DOE: There’s a definite need for a fast test reactor
GE Hitachi Nuclear Energy is working with Idaho National Laboratory on the Versatile Test Reactor concept design that is based off of its PRISM reactor.
source: Energy Gov USA
There’s a growing interest in advanced nuclear energy.
Private companies have already invested more than $1 billion in new reactor designs that will be smaller, more affordable, highly flexible and extremely safe. So safe, in fact, that in the event of a problem, human intervention is not necessary.
More than 40 U.S. companies are already working on these incredible reactor designs that could help power our homes, provide clean water, and decarbonize energy-intensive industries.
There’s just one problem…
The United States doesn’t have a facility to effectively test and qualify the materials needed to develop some of these advanced reactors.
That’s why it is imperative that the U.S. Department of Energy moves forward with its plans to build a versatile test reactor, or VTR.
What is a versatile test reactor?
VTR, tightly coupled with the rest of our research infrastructure, will be the state-of-the-art science and technology lab for advanced nuclear energy.
It will feature a sodium-cooled fast reactor that uses high energy neutrons to test and develop advanced reactor fuels and materials.
Fast reactors use fast-moving neutrons to operate at higher temperatures and lower pressures.

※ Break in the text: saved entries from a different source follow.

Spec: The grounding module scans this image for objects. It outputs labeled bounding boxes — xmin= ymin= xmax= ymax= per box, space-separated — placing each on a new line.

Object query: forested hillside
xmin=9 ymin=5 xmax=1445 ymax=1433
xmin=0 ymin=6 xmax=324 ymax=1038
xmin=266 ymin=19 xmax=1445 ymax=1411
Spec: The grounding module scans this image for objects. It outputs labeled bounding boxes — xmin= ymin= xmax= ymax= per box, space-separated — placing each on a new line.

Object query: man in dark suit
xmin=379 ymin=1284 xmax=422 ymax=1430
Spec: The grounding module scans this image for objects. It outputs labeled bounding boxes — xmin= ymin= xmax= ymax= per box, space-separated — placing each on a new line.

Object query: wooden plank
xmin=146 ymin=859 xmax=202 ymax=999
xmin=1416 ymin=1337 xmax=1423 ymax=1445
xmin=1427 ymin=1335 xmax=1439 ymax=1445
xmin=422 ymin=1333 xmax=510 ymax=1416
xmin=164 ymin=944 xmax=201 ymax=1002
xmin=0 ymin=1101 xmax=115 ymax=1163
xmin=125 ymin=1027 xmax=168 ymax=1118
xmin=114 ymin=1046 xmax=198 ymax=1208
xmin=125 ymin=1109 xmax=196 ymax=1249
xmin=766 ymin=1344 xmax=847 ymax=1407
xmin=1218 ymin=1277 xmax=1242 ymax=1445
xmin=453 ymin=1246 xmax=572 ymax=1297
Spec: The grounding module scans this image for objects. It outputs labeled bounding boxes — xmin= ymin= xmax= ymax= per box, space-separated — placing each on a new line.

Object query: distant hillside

They can be cooled by molten salt, liquid metal, or helium gas.
This leads to inherent safety features, higher operating efficiencies and less waste.
Why do we need VTR?
Many of the advanced reactor designs that will likely produce power in the future will be fast reactors.
Because these designs use high energy neutrons, they interact differently with the materials they come in contact with.
Unfortunately, U.S. developers are limited in the amount of data they can use to properly characterize these materials.
That’s because America hasn’t operated a fast test reactor in more than two decades.
VTR eliminates this research gap and would drastically speed up the time it takes to test, develop and qualify advanced reactor technologies.
It would also be pivotal in creating new fuels, materials, instrumentation and sensors that could position the U.S. as a global leader in advanced nuclear technology.
These innovations could drastically extend lifetime reactor cores, boost fuel performance and even accelerate fusion research.
Putting America first
Advanced nuclear will be developed with or without the United States.
If we don’t build this capability, U.S. companies will have no choice but to rely on foreign countries like Russia and China to develop their technologies.
This would be a missed opportunity for our nation to modernize its nuclear research infrastructure and export new technologies that could re-energize the nuclear industry.
Regaining global leadership in this emerging technology space is also essential in protecting our interests, along with our allies, when it comes to nuclear safety, security and non-proliferation.
DOE will now move forward with its conceptual design of the reactor, which could be completed as early as 2026 at the site of one our national labs.